JuliaDynamics / ComplexityMeasures.jl

Estimators for probabilities, entropies, and other complexity measures derived from data in the context of nonlinear dynamics and complex systems
MIT License
56 stars 14 forks source link

Deprecate ordinal outcome space constructors #375

Closed kahaaga closed 8 months ago

kahaaga commented 8 months ago

Fixes #372.

I also parameterized the τ field of the structs explicitly. These were previously hard-coded as Int, but there's no reason why we should be so strict.

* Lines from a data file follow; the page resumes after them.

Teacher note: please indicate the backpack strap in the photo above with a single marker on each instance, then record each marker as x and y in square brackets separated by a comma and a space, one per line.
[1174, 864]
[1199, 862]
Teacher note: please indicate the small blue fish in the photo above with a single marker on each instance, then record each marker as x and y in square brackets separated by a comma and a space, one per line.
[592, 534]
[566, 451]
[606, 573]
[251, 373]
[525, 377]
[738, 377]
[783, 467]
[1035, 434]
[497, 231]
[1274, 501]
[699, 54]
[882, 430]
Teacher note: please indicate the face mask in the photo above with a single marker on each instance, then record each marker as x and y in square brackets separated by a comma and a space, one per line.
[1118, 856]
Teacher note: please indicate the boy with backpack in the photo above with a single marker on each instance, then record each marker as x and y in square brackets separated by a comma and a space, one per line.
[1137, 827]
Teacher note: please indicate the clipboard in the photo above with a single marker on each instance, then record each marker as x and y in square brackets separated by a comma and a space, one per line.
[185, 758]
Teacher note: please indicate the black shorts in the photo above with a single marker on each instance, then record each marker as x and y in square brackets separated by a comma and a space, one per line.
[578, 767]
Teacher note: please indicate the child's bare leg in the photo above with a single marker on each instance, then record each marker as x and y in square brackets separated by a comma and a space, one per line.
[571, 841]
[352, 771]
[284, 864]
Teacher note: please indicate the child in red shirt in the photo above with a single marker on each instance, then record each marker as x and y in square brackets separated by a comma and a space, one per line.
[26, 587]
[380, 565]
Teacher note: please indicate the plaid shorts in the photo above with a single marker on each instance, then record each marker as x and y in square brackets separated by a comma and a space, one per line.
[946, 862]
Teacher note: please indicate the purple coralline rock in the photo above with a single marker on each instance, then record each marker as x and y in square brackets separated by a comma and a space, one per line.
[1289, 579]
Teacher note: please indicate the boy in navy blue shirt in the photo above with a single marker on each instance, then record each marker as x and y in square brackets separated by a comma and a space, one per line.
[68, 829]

codecov[bot] commented 8 months ago

Codecov Report

All modified and coverable lines are covered by tests :white_check_mark:

Comparison is base (3bbfe0b) 89.08% compared to head (ed76642) 89.25%.

Additional details and impacted files ```diff @@ Coverage Diff @@ ## main #375 +/- ## ========================================== + Coverage 89.08% 89.25% +0.16% ========================================== Files 79 79 Lines 2226 2261 +35 ========================================== + Hits 1983 2018 +35 Misses 243 243 ```

:umbrella: View full report in Codecov by Sentry.
:loudspeaker: Have feedback on the report? Share it here.

Datseris commented 8 months ago

These were previously hard-coded as Int, but there's no reason why we should be so strict.

I disagree with that. I would argue, there is no reason for this to be parameterized. Wyy increase source code complexity? I think the correct solution here is to simply annotate τ::Integer in its keyword declaration and τ::Int in its field declaration. This way, any integer could be used as input, but we just use Int in the type, because there is no reason to expect to use anything else.

kahaaga commented 8 months ago

This way, any integer could be used as input, but we just use Int in the type

Int defaults to Int32 or Int64 depending on the system architecture. Depending on the application, a user may want to use something else, e.g. Int16 or Int8 for performance gains when they know the range of possible encoded values. By hardcoding Int, we prevent this from being possible. I argue that we should be as generic as possible. Just like we parameterize on T <: Real and not e.g.T <: Float64, we should parameterize on T <: Integer, and not e.g. T <: Int64. Unless there are very good reasons for not doing so, that is - which I don't see that there is here

EDIT: Example: I'm trying out running Julia on microcontrollers for some experiments, where being able to to things like I describe above is crucial.

Datseris commented 8 months ago

. Depending on the application, a user may want to use something else, e.g. Int16 or Int8 for performance gains when they know the range of possible encoded values.

I think we are overengineering stuff. τ is just the delay time. There aren't any performance gains in giving different types as the usage of τ in code is trivial anyways. I do not understand the argument:

I'm trying out running Julia on microcontrollers for some experiments, where being able to to things like I describe above is crucial.

the other field of the type is a function. Doesn't this go well beyond 32 or 64 bytes? If your concern is microcontrollers, then the whole type has to be re-worked to not have the random is less function at all as a field.

kahaaga commented 8 months ago

τ is just the delay time.

Yep to the latter, and there no reason why a user shouldn't be able to supply any Integer for the delay time, not just Int32 or Int64.

I think we are overengineering stuff. τ is just the delay time. There aren't any performance gains in giving different types as the usage of τ in code is trivial anyways

If my time series are a maximum of 300 points long, and I know I will probably never need to store a τ with a value higher than, say, 50 for the delay . Then I'd use a UInt8 for that. If creating millions of instances of OrdinalPatterns, that would start to matter on systems with limited resources.

My point is that we shouldn't prevent users from optimizing their code by hard-coding which types of numbers they are allowed to use, unless it is necessary to ensure the correctness of the algorithm. This goes not only for the ordinal outcome spaces, but also for all other types we've defined.

Why increase source code complexity?

I don't get the argument that using struct MyStruct{I <: Integer}; a::I; end is so complicated. It's standard Julia syntax for structs, and ensures complete generality of the codebase. We use parameterizations all over the codebase both for efficiency and code readability, so I don't see why we wouldn't do so here.

the other field of the type is a function. Doesn't this go well beyond 32 or 64 bytes? If your concern is microcontrollers, then the whole type has to be re-worked to not have the random is less function at all as a field.

I don't know how to measure function memory footprint in Julia, but you're probably right: The function goes well beyond that in terms of storage. And yes, perhaps the function should not be a field if performance is to be optimal, but that is a different issue than the issue of unecessarily restricting input types.

Datseris commented 8 months ago

okaay, we can keep the type parameterzation

kahaaga commented 8 months ago

This needs an approval before merging.